Bugün için düşünüldüğünde en basit haliyle bir gayrimenkul satışında alıcı-satıcı arası kurulan anlaşmanın, beraberinde meşakkatli bir usul sürecini getiriyor olması; kimlik, diploma, vekalet türünden belgelerin yenilenmesi/tasdikinde noterde kaybedilen vakit ve nakit; telif hakkı başvurusu ve ihlallerinde mevcuttaki sistemin yetersizliği …vb durumlar hali hazırdaki en dağınık yapı olma özelliğine sahip Blockchain’in potansiyelini öne çıkarıyor. Çünkü Blockchain, tek bir merkeze bağlı olmadan kaynaklı aksaklıkları, kontrolü kendi sistemi içerisinde dağıtma yoluyla hizmeti otomatikleştirerek sunuyor.

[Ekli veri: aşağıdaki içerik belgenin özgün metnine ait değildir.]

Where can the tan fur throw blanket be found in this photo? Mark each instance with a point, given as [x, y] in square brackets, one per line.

İnternet medyasıyla, hukuk ve ekonomi konferanslarıyla, basın ya da kaynak yayınlarla bugün her kesime Blockchain vizyonu aşılanmaktadır. Blockchain sisteminin hukuktaki karşılığının diğer mecralara göre daha yapıcı ve kalıcı olacağı kesin. Çünkü bilin ki bir konu hukukçunun önüne geldiyse insanoğlu oralara çok zaman önce ayak basmış ve dönüşüm başlamıştır. İnternet ve mobil hayatın hızını yakın zamanda tecrübe etmiş bireyler olarak Blockchain’in bir uzay icadı olmadığını, şıp diye geçecek bir zaman diliminde etkilerine şahit olacağımızı bilin isterim.